More antisemitic incidents were reported in 2021 than in any other year since the Anti-Defamation League began tracking them in 1979.


What You Need To Know

  • More antisemitic incidents were reported in 2021 than in any other year since the Anti-Defamation League began tracking them in 1979

  • The ADL released its annual Audit of Antisemitic Incidents on Tuesday, which found there were 2,717 incidents of assault, harassment and vandalism reported to the organization last year

  • There were new highs in virtually every category the report tracks

  • The report linked a surge in antisemitic incidents to the May 2021 conflict between Israel and Hamas

The ADL released its annual Audit of Antisemitic Incidents on Tuesday, which found there were 2,717 incidents of assault, harassment and vandalism reported to the organization last year. That is 34% higher than in 2020 and shatters the previous high watermark of 2,107 in 2019.

There were new highs in virtually every category the report tracks. Attacks against Jewish institutions, including synagogues and community centers, increased 61%, incidents at K-12 schools were up 106%, and incidents on college campuses were 21% higher compared to a year earlier.

Assaults increased 167%, up from 33 in 2020 to 88 last year. They included more than a dozen in which people were “beaten and brutalized in broad daylight without any provocation, attacked for the crime of wearing a kippah,” Jonathan Greenblatt, the Anti-Defamation League’s CEO and national director, said in a Zoom call. 

There were 43% more incidents of harassment, and vandalism rose 14%, according to the report. 

The report linked a surge in antisemitic incidents to the May 2021 conflict between Israel and Hamas. There were 387 incidents that month, a 148% year-over-year increase. 

“What’s notable is that we have had acts of terror in the Middle East, conflict that has often sparked some antisemitism, but never quite like this — raw, relentless violence and harassment targeting Jews,” Greenblatt said.

“When Jews are being attacked, when synagogues are being vandalized, when Jewish communal offices are being targeted because people are upset about the politics overseas, I’m sorry, that’s antisemitism,” he added. “And it is as wrong as targeting Asian American people because you’re upset about what’s happening in China or targeting people who are Latino in this country cause you’re upset about what’s happening at the border. It is despicable and disgraceful that it happens.”

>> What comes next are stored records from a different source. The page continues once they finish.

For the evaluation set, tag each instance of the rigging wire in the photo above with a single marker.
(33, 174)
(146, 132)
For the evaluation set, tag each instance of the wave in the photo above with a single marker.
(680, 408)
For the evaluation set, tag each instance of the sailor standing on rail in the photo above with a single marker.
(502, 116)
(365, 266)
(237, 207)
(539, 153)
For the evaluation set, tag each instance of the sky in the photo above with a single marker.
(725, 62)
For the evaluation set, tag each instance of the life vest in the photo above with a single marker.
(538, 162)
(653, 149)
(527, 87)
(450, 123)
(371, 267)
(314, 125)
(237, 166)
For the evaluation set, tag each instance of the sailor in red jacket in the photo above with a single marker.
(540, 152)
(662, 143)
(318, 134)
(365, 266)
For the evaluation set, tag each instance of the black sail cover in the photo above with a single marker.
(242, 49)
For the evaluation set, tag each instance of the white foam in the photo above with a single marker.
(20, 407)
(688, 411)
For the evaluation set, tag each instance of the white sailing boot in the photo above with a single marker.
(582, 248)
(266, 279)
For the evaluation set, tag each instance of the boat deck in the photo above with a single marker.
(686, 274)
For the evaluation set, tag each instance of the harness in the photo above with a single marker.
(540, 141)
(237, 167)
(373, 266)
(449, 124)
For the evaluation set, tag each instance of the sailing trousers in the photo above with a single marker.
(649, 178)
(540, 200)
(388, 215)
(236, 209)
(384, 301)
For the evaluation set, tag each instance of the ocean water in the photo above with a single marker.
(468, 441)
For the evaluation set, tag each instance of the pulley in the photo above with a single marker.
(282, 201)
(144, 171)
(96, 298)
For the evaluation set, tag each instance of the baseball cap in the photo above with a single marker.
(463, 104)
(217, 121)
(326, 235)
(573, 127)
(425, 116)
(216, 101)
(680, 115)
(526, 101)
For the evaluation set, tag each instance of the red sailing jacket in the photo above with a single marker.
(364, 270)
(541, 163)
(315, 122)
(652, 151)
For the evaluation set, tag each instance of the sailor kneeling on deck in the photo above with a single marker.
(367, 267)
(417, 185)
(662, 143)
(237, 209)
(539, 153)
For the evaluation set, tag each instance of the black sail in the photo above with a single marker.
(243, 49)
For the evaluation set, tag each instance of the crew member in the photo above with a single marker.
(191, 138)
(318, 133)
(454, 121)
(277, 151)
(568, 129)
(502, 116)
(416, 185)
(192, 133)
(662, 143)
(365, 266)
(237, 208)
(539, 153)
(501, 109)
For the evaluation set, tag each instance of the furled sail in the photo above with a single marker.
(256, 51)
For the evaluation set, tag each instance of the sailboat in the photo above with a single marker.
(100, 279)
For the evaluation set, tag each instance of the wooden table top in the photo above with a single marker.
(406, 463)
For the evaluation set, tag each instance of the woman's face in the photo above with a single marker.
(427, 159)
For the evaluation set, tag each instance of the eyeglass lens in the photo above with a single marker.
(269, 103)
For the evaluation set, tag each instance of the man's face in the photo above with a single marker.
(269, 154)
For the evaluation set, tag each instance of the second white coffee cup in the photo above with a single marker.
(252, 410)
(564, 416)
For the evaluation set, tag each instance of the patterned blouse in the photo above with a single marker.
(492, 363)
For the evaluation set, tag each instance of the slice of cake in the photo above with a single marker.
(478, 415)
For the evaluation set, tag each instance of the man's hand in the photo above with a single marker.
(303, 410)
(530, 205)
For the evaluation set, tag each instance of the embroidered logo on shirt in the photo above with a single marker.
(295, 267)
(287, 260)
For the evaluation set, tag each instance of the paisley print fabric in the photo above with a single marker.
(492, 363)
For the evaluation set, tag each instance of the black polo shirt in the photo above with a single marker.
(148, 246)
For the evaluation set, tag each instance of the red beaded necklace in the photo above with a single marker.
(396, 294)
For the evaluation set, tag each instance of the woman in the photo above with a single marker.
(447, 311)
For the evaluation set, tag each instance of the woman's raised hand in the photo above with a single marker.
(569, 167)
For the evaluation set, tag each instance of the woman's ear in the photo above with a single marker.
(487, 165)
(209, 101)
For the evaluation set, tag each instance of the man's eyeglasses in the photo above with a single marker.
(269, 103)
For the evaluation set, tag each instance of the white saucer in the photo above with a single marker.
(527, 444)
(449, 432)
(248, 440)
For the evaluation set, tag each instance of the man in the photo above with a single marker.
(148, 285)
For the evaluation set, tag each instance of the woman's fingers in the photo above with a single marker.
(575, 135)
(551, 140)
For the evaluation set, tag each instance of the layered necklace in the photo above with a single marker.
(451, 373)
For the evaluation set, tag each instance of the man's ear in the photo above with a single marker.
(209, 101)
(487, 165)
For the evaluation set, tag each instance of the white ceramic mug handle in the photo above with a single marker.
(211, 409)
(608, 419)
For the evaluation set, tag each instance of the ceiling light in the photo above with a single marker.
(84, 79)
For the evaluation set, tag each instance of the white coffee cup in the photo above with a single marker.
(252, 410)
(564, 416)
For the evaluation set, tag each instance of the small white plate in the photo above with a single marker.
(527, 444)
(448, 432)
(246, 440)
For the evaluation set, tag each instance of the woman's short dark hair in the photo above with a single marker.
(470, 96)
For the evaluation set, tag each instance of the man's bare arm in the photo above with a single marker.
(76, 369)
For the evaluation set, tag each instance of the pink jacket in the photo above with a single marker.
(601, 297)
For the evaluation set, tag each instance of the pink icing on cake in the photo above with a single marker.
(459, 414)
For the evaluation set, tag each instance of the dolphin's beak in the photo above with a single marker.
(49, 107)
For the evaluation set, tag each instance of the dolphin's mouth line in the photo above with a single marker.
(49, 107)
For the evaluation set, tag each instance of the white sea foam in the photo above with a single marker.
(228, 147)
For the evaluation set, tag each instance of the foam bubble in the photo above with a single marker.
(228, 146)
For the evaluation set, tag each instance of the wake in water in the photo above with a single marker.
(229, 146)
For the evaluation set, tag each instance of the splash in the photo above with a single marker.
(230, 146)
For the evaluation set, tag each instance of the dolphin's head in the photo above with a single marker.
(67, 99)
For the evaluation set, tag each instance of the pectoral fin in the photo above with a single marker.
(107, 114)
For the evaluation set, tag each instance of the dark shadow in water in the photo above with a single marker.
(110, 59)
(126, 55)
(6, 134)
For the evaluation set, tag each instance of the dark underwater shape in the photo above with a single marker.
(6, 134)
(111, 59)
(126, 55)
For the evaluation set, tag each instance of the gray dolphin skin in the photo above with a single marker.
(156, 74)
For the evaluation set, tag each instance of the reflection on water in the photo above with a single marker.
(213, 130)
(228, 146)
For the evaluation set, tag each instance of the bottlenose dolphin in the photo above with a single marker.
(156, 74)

But the report also said there were spikes in November and December that could not be linked to a triggering factor. 

Greenblatt said no single ideology could be blamed for antisemitic activity in the United States, but he added that at least 484 incidents were attributable to known extremist groups or individuals inspired by extremist ideology — an 18% increase from 2020. Nearly 90% of those incidents involved written propaganda in forms such as fliers, banners and stickers. 

Some extremists live-streamed their activity while soliciting donations through cryptocurrency, said Oren Segal, vice president of the ADL’s Center on Extremism.

The states with the most antisemitic incidents were New York (416), New Jersey (370), California (370), Florida (190), Michigan (112) and Texas (112). Those six states accounted for 58% of all reported events. 

To tackle the problem, Greenblatt called for a series of steps: 

  • State and federal leaders providing more security at synagogues, schools and community services and additional funding for nonprofit security grants.

  • Law enforcement officers receiving enhanced training for responding to and preventing hate crimes.

  • People in positions of authority — elected officials, business and religious leaders, college presidents and others — speaking out
    “swiftly and sharply and without hesitation” against antisemitism.

  • Schools introducing “antibias, antihate, Holocaust education content to their students so we can inoculate our kids before intolerance takes hold.”